AUTISM PREVENTION FATHER BABIES 24-34 PATERNAL AGE IS KEY IN NON-FAMILIAL AUTISMVaccines

"It is very possible that PATERNAL AGE is the major predictor of(non-familial) autism." Harry Fisch, M.D., author "The Male Biological Clock". Sperm DNA mutates and autism, schizophrenia bipolar etc. results. What is the connection with autoimmune disorders? Having Type 1 diabetes, SLE,etc. in the family, also if mother had older father. NW Cryobank will not accept a sperm donor past 35th BD to minimize genetic abnormalities.VACCINATIONS also cause autism.

Sunday, December 14, 2008

Older parental age may boost autism risk - study

http://www.3news.co.nz/News/HealthNews/Older-parental-age-may-boost-autism-risk---study/tabid/420/articleID/84298/cat/58/Default.aspx
Lifestyle News : News-Lifestyle
Older parental age may boost autism risk - study
Mon, 15 Dec 2008 11:02a.m.
Advanced parental age, of both the mother and father, may boost the risk of autism in their children, according to new study.
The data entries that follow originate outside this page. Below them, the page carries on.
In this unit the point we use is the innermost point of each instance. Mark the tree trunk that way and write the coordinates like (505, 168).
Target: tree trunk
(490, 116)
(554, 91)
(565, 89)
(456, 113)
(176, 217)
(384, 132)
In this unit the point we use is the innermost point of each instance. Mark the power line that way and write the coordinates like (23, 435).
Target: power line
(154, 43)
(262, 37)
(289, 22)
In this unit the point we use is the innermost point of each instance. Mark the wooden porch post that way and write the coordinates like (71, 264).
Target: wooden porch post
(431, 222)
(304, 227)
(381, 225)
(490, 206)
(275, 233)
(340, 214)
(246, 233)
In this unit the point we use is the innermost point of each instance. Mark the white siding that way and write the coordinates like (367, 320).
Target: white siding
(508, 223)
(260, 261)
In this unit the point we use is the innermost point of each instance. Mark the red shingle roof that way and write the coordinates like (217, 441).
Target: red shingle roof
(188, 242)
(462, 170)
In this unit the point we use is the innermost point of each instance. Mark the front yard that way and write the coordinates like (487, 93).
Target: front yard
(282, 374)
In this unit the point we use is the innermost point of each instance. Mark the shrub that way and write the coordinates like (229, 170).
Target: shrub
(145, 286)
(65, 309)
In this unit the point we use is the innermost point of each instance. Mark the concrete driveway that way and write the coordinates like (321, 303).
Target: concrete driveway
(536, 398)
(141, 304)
"What we found was that actually it's both parents age, and when you control for one parent's age you still see the effect of the other parent's age, and vice versa," said Dr. Maureen Durkin of the University of Wisconsin School of Medicine and Public Health in Madison.

The findings, published in the American Journal of Epidemiology, may offer clues to understanding the causes of autism but Durkin and her team said they shouldn't be used to guide family planning decisions.

Even though the oldest child born to two older parents is three times as likely to be autistic than a middle or youngest child with younger parents, she explained, there's still a 97 percent chance that the higher-risk child will be perfectly fine.

"The vast majority of children don't develop autism," Durkin emphasized.

Several studies have suggested links between a father's age or the age of both parents and a child's likelihood of having autism. The latest research included twice as many autism cases as other studies.

The researchers looked at 253,347 children born in 1994 at 10 sites included in the Centers for Disease Control and Prevention's Autism and Developmental Disabilities Monitoring Network. There were 1,251 children who met standard criteria for an autism spectrum disorder at age 8 for whom information on both parents' age was available.

After the researchers accounted for factors that might influence the results, they found that children born to mothers aged 35 and older were 30 percent more likely than those whose mothers were 25 to 29 years old to have been diagnosed with autism. Having a father who was 40 or older boosted risk by 40 percent.

The effects of parental age were additive; firstborn kids with two older parents were at more than triple the risk of autism compared to third or later children born to mothers 20 to 34 years old and fathers under 40.

Past studies have suggested that more educated mothers are more likely to have autistic kids, but Durkin and her team found this was because these women were older than less educated women, not because they had more years of schooling.

There are several possible explanations for why older moms and dads are at greater risk of having autistic children, the researchers said. Older parents have had a longer time to sustain genetic damage to their sperm or egg cells, as well as to store up environmental contaminants in their bodies.

They are also more likely to have used assisted reproduction technologies, which have been tied to poor pregnancy outcomes. And there could be something about the behavioral traits or psychological makeup of people who wait to have children that boosts autism risk in their offspring.

The findings could also help explain why autism appears to be on the rise in the United States, the researchers added, since the percentage of children who are born to mothers 35 and older and fathers 40 and older has risen steadily since 1980.